Der Künstlerin Sabine Kullenberg geht es um die Identität von Orten. Die verändert sich in Wilhelmsburg. Die Freie und Hansestadt will das Underdog-Quartier systematisch aufwerten. Für die Kulturschaffenden in dem Stadtteil sei die sogenannte Gentrifizierung ein Problem: "Es werden nicht mehr Ateliers geschaffen, sondern vernichtet", sagt Rosa von der Beek. Die vorhandenen Arbeitsräume blieben besetzt, gingen gar nicht auf den Markt.

"Die Mietpreise für Ateliers, die es noch gibt, haben sich verdoppelt", sagt die Stadtplanerin. Ein 180 Quadratmeter großes Atelier, das sich drei Künstler teilen, koste heute 1600 Euro Miete - kalt. Ursprünglich hätten die drei 800 Euro Monatsmiete bezahlt. Eine zentrale Künstlerkolonie existiere hier nicht. Vielmehr seien die Ateliers in dem Stadtteil verteilt.

Schafft Hamburg ein neues Wohnquartier - und verdrängt die Künstlerszene, weil Arbeitsraum nicht mehr bezahlbar ist? Mathias Lintl, Künstler und Macher in der Soulkitchenhalle, hält anders als die Stadtplanerin Rosa von der Beek, die Gefahr eines Verdrängungsprozesses von Künstlern und Einkommensschwachen für gering: 90 Prozent der Gebäude in Wilhelmsburg seien in städtischer oder genossenschaftlicher Hand, sagt er. Eine Privatisierungswelle werde es daher nicht geben. "In Wilhelmsburg ist man deshalb relativ entspannt", so sein Eindruck.

Die Soulkitchenhalle an der Industriestraße, einst Kulisse für das Restaurant in der Kinokomödie "Soul Kitchen" von Fatih Akin, ist heute ein Off-Atelier für Konzerte und Performances. Die marode Halle inmitten von Speditionen gehört der Stadt und sollte eigentlich Ende 2010 abgerissen werden.

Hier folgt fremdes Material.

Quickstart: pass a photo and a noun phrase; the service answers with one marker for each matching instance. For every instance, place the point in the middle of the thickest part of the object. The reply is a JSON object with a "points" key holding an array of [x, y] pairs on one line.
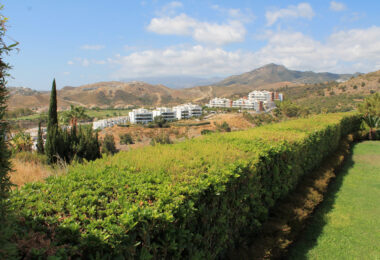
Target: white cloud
{"points": [[302, 10], [336, 6], [179, 25], [92, 47], [212, 33], [85, 62], [170, 8], [245, 16], [344, 51]]}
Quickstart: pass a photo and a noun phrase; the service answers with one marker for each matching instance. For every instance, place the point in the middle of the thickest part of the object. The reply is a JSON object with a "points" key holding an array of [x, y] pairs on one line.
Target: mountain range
{"points": [[120, 94]]}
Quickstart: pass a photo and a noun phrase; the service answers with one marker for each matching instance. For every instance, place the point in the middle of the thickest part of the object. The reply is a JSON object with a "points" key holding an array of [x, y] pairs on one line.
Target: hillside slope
{"points": [[125, 94], [272, 73]]}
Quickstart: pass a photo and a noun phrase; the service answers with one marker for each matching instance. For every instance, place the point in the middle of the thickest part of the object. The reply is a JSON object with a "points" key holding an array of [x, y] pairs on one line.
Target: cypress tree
{"points": [[53, 138], [40, 141], [5, 183], [52, 115]]}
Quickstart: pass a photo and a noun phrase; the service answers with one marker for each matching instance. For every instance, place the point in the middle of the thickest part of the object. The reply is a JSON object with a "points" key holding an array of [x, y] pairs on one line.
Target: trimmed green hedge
{"points": [[188, 200]]}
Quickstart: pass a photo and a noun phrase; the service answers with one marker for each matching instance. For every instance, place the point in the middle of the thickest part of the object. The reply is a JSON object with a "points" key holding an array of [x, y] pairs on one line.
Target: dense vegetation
{"points": [[349, 215], [69, 144], [194, 198]]}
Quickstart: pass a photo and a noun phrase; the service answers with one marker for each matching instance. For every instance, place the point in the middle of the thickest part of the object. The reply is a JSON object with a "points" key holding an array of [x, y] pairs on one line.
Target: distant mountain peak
{"points": [[273, 73]]}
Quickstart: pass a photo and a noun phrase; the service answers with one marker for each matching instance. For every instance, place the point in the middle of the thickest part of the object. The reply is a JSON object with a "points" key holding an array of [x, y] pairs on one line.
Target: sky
{"points": [[87, 41]]}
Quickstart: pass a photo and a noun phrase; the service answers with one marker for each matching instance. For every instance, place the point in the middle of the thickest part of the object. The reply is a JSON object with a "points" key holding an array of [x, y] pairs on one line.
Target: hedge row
{"points": [[188, 200]]}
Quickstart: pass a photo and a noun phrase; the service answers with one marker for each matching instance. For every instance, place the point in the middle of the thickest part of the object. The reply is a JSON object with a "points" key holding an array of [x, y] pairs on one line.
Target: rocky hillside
{"points": [[273, 73], [136, 93]]}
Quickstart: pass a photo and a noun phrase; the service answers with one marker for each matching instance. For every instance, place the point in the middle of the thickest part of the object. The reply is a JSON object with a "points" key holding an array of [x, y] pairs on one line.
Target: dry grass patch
{"points": [[30, 167]]}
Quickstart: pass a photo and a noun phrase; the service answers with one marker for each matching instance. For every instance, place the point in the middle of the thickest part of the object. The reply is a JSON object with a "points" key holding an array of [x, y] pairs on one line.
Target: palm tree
{"points": [[22, 142], [73, 115], [372, 122]]}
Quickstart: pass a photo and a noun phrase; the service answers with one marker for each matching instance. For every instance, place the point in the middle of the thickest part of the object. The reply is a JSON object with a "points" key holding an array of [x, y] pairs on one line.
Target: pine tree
{"points": [[53, 144], [40, 141]]}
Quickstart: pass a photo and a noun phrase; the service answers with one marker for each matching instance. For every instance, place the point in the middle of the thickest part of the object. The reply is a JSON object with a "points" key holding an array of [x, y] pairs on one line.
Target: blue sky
{"points": [[80, 42]]}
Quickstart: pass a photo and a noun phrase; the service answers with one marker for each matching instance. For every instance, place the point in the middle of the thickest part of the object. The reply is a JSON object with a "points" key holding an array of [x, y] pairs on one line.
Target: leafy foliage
{"points": [[126, 139], [5, 183], [206, 132], [191, 199], [224, 127], [40, 141], [18, 113], [7, 249], [109, 146], [160, 139], [371, 105], [373, 122], [21, 142], [54, 147]]}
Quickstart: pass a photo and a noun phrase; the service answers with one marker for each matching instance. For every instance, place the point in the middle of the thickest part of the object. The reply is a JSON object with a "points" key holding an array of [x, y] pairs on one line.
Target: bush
{"points": [[193, 199], [224, 127], [161, 139], [31, 157], [108, 145], [126, 139], [206, 132]]}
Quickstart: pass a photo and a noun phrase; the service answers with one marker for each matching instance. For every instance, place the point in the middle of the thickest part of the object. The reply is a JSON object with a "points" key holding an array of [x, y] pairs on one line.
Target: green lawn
{"points": [[347, 225]]}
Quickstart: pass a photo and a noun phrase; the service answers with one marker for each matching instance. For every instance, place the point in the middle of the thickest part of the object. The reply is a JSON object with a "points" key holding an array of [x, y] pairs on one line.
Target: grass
{"points": [[105, 113], [99, 114], [347, 225], [30, 167]]}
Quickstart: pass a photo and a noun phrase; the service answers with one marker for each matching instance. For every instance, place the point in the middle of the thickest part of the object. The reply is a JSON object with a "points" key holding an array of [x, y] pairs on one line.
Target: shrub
{"points": [[160, 139], [108, 145], [224, 127], [193, 199], [206, 132], [21, 142], [126, 139]]}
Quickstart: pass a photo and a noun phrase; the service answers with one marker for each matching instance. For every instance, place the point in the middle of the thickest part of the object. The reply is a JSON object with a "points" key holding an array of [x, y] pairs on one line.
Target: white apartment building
{"points": [[265, 96], [109, 122], [187, 111], [260, 95], [245, 104], [167, 113], [220, 102], [140, 116]]}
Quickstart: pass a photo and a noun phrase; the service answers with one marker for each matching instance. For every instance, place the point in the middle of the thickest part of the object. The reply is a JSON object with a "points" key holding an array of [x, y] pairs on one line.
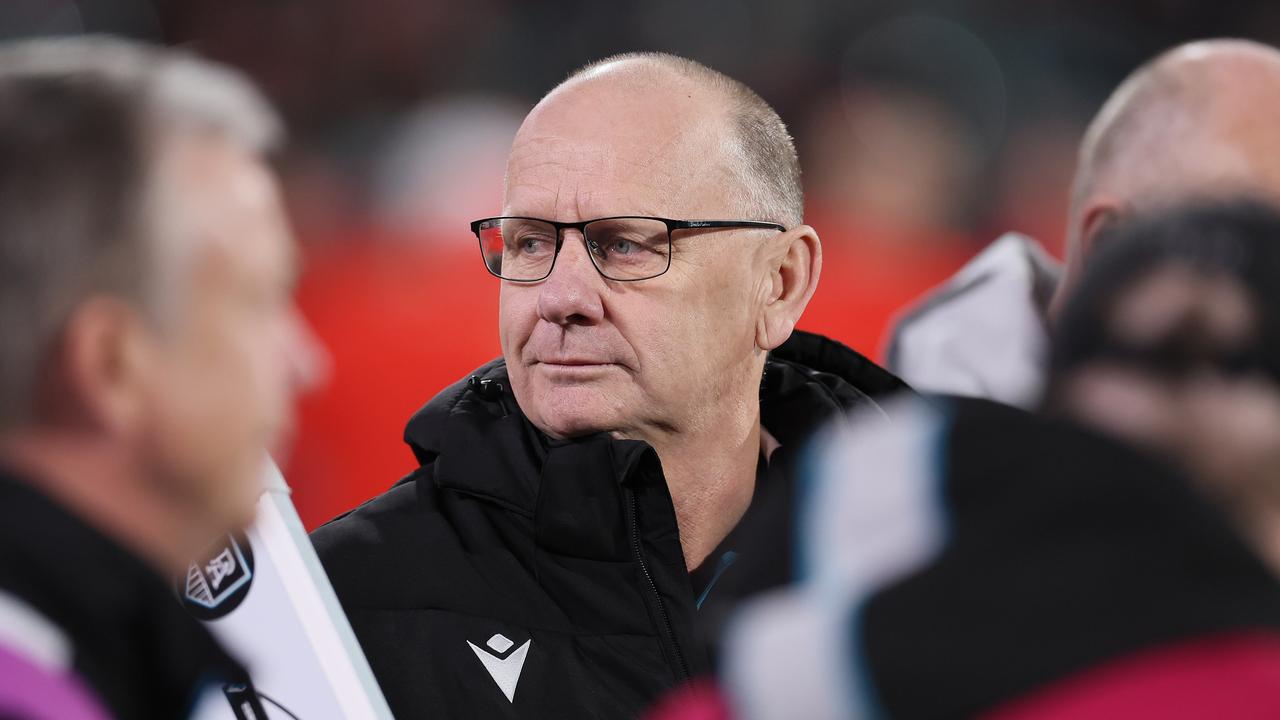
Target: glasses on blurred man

Heute ist sie immer noch ein Kunstort, ein Künstlerkollektiv verwaltet sie und zahlt laut Lintl eine geringe Miete an die Stadt. "Die Internationale Bauausstellung möchte, dass wir hier sind", sagt der Kreative mit dem Pferdeschwanz, "solange wir drin sind, wird sie nicht abgerissen."

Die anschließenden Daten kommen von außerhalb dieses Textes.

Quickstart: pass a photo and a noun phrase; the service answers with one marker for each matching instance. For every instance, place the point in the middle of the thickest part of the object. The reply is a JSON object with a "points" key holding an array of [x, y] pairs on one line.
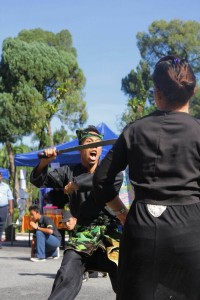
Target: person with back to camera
{"points": [[96, 244], [160, 246]]}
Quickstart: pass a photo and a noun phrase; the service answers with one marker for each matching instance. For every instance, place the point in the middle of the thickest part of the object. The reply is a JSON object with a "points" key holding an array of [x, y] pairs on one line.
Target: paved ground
{"points": [[22, 279]]}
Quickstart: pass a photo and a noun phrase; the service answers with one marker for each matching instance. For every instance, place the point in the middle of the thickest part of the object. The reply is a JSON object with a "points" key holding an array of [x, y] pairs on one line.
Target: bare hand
{"points": [[50, 153], [70, 188], [34, 225], [10, 211], [122, 217]]}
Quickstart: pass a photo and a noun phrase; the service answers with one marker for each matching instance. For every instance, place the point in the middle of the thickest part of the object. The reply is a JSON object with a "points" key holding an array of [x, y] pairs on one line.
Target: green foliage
{"points": [[195, 105], [34, 68], [138, 86], [60, 136]]}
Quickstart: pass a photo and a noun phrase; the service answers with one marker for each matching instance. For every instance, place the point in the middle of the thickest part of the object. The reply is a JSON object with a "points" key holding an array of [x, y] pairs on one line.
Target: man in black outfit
{"points": [[99, 228]]}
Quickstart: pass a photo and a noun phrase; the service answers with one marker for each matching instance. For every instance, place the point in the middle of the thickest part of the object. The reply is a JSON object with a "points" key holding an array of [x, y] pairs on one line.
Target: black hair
{"points": [[35, 208], [175, 78]]}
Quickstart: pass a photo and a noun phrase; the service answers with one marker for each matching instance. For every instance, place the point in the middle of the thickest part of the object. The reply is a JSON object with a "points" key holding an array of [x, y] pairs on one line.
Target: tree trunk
{"points": [[50, 134], [13, 174]]}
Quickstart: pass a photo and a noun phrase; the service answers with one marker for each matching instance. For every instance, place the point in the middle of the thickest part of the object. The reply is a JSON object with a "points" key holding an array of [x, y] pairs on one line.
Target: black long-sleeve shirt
{"points": [[82, 202], [162, 151]]}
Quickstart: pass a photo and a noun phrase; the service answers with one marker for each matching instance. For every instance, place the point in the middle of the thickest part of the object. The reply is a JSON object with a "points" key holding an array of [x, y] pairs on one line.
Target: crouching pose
{"points": [[96, 243]]}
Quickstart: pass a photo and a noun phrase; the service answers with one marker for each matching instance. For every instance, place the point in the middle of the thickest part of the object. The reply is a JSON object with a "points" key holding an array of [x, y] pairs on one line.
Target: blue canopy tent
{"points": [[31, 159], [5, 173]]}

Seit etwa einem Jahr hätten 10 000 Menschen die Soulkitchenhalle aufgesucht. Der einstige Drehort, ist bekannt für extravagante Performances. Die Besuchergruppe lernt Harald Finke kennen. Der verkabelt Pflanzen mit Computern und lässt Orangenbäume oder Zimmerbäumchen so Musik machen. Impulse, von den Pflanzen abgegeben, setzt ein Musikprogramm in Töne um, was so ähnlich wie eine Klaviersonate klingt. "Performative Biosemiotik in akustischer und visueller Transformation", nennt Finke das.

Kreativ und irgendwie am Rande des Wahnsinns - so geht es am Sonnabend, 25. Juni, weiter an der Soulkitchenhalle: Das Künstlerkollektiv lädt zur Insel-Olympiade ein: um 18 Uhr mit Golfen im Industriegebiet. Zweite Disziplin ist um 21 Uhr eine Wasserbombenschlacht in der Industriestraße, danach Trockentanzen unter dem Motto "Feucht, warm und sexy".